Alerting

Alerting is an important part of monitoring. For Prometheus, alerting is separated into two parts:

  • Alerting rules:
    • Defined on Prometheus servers;
    • Get triggered when rule expressions are met;
    • Sent to Alertmanager once triggered.
  • Alertmanager:
    • Manage alerts, such as silencing, inhibition, aggregation;
    • Notifications.

Alertmanager Deployment

Alertmanager can be downloaded from Prometheus official download page.
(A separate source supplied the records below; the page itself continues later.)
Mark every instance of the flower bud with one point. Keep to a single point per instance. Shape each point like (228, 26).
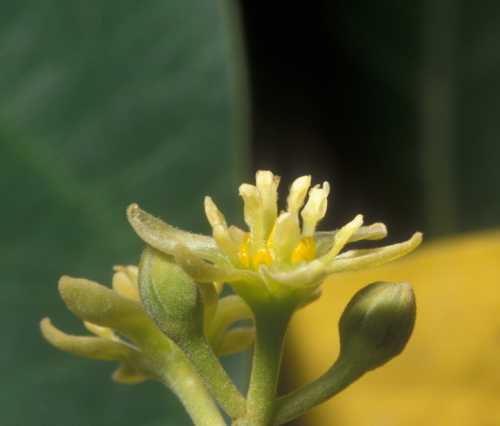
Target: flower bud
(170, 296)
(376, 325)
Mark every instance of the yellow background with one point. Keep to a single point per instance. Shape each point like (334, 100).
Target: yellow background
(449, 374)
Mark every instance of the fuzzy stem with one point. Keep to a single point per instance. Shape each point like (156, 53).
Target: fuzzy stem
(298, 402)
(182, 379)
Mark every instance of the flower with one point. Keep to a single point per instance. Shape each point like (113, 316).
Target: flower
(282, 255)
(122, 331)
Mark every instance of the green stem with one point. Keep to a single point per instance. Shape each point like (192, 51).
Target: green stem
(271, 329)
(182, 379)
(214, 375)
(296, 403)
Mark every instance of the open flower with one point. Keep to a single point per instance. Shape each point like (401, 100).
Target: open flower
(123, 332)
(281, 254)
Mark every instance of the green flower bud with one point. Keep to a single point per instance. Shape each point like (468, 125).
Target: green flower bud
(170, 297)
(376, 325)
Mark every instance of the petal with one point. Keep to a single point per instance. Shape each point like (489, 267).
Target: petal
(315, 208)
(374, 257)
(100, 305)
(85, 346)
(285, 236)
(252, 211)
(164, 237)
(324, 240)
(297, 194)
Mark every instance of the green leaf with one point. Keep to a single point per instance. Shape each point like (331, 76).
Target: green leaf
(103, 104)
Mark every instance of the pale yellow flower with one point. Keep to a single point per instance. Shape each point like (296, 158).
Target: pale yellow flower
(281, 253)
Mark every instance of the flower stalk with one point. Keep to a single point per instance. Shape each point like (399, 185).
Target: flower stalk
(169, 319)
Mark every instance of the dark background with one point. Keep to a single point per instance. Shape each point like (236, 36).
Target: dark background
(395, 103)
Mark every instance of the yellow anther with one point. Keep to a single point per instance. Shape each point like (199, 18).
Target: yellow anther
(243, 254)
(262, 257)
(305, 250)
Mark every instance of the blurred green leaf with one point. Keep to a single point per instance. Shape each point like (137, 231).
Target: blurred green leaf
(103, 104)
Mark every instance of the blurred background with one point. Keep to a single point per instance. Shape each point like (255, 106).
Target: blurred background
(396, 104)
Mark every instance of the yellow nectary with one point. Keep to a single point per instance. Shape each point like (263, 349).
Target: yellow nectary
(279, 250)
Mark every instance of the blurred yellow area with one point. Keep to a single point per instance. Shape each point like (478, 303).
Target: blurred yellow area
(449, 374)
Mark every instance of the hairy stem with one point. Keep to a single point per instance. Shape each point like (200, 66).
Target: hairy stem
(181, 377)
(296, 403)
(271, 330)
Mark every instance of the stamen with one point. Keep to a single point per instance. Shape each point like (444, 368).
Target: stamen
(315, 208)
(284, 237)
(267, 185)
(262, 257)
(342, 237)
(243, 253)
(297, 194)
(305, 250)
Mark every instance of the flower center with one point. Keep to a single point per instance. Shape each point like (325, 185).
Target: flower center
(305, 250)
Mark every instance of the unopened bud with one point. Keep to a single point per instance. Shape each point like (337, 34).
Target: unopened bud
(376, 324)
(170, 296)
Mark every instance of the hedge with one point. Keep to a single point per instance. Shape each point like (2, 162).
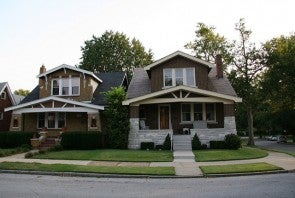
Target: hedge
(12, 139)
(81, 140)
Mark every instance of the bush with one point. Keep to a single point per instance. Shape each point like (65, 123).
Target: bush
(147, 145)
(217, 145)
(232, 141)
(167, 143)
(12, 139)
(196, 143)
(204, 146)
(81, 140)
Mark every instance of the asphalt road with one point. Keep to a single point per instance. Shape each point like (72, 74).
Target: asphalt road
(276, 185)
(275, 145)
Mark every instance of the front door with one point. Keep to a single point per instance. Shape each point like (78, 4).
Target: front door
(164, 117)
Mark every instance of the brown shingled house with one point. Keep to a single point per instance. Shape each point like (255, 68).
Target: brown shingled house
(180, 94)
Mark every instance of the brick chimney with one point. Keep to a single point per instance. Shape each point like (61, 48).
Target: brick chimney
(219, 70)
(42, 69)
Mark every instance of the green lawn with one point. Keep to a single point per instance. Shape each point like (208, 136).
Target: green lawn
(110, 155)
(12, 151)
(87, 169)
(239, 168)
(224, 154)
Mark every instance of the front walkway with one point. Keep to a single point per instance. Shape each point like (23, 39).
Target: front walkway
(183, 167)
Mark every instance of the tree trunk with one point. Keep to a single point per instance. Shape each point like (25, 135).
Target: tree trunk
(250, 126)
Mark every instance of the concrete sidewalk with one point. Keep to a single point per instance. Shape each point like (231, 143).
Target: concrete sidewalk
(182, 167)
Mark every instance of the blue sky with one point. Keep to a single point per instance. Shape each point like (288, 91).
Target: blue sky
(51, 32)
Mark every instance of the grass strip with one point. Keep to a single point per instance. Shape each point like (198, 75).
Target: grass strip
(239, 168)
(110, 155)
(87, 169)
(225, 155)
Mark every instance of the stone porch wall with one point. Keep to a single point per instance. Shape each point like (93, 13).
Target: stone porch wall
(206, 135)
(137, 136)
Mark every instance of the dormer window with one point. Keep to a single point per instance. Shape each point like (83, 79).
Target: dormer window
(66, 86)
(179, 76)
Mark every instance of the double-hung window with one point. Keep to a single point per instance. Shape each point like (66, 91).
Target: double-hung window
(66, 86)
(179, 76)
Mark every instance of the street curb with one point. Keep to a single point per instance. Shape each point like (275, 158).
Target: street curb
(100, 175)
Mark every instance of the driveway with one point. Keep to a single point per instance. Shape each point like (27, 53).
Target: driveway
(275, 145)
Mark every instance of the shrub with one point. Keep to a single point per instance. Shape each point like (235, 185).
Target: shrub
(217, 145)
(232, 141)
(167, 143)
(196, 143)
(12, 139)
(81, 140)
(204, 146)
(147, 145)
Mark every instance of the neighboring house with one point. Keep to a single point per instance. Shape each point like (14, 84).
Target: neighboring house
(7, 99)
(66, 98)
(180, 94)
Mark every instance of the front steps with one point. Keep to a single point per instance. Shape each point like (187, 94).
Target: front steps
(182, 143)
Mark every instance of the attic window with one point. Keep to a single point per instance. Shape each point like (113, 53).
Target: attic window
(179, 76)
(3, 95)
(66, 86)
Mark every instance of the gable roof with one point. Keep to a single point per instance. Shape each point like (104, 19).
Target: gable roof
(64, 66)
(178, 53)
(54, 98)
(110, 79)
(184, 88)
(5, 85)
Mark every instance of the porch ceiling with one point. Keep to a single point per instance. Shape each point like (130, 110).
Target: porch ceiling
(182, 94)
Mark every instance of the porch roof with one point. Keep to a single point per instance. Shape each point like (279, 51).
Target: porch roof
(76, 106)
(211, 96)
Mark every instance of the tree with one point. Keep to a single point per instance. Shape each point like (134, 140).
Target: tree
(21, 92)
(113, 51)
(277, 85)
(117, 116)
(208, 44)
(247, 62)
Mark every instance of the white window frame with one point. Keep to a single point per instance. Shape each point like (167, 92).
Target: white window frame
(203, 113)
(55, 120)
(174, 76)
(3, 95)
(70, 87)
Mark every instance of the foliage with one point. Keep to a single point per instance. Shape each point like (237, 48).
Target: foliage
(196, 143)
(22, 92)
(118, 118)
(167, 143)
(232, 141)
(81, 140)
(217, 145)
(208, 44)
(12, 139)
(113, 51)
(147, 145)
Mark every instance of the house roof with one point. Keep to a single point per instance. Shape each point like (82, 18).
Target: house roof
(110, 79)
(182, 88)
(52, 98)
(178, 53)
(4, 85)
(64, 66)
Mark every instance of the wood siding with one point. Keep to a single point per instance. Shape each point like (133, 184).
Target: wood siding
(87, 85)
(201, 72)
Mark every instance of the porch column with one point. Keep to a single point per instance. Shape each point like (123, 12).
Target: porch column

The deployment process is as easy as:

  1. Decompress the tarball;

  2. Start the service: ./alertmanager

  3. The service should be accessible from http://<FQDN or IP>:9093

  4. To enable notification (send emails in our example), change the configuration as below (refer to the official example):

    # alertmanager.yml
    global:
      resolve_timeout: 5m
      smtp_smarthost: '<smtp server>:<smtp server port>'
      smtp_from: '<the default sender email>'
    
    route:
      group_by: ['alertname']
      group_wait: 10s
      group_interval: 10s
      repeat_interval: 1h
      receiver: monitor-admin
    
    receivers:
    - name: 'monitor-admin'
      email_configs:
      - to: '<recevier email>'
        tls_config:
          insecure_skip_verify: true
    
  5. Restart Alertmanager

  6. Done

For more inforamtion, refer to Alertmanger introduction for details.

Alerting Rules

Alerting rules are configured on Prometheus servers:

  1. Tune Prometheus configurations:

    global:
      evaluation_interval: 30s # How frequently to evaluate rules, 1m as default
    
    # Alertmanager configuration
    alerting:
      alertmanagers:
      - static_configs:
        - targets:
          - alertmanager:9093
    
    # Load rules once and periodically evaluate them according to the global 'evaluation_interval'.
    rule_files:
      - "rules/sample.yml" # Define rules in files
    
  2. Create rule definition files (rules/samples in this example):

    groups:
    - name: UnityCapacity
      rules:
      - alert: HighCapacity
        expr: physical_used{job="unity-capacity"} / physical_total{job="unity-capacity"} > 0.8
        for: 1m
        labels:
          severity: p1
        annotations:
          summary: High Capacity Usage
          description: "High Capacity Usage {{ $labels.instance }} {{ $value }}"
    
  3. Restart Prometheus or “kill -s SIGHUP pgrep prometheus

  4. Done

Notes: notification supports templating, A.K.A embeding variables into static paragraph. It is an important feature should be understood. Please refer to examples for the usage.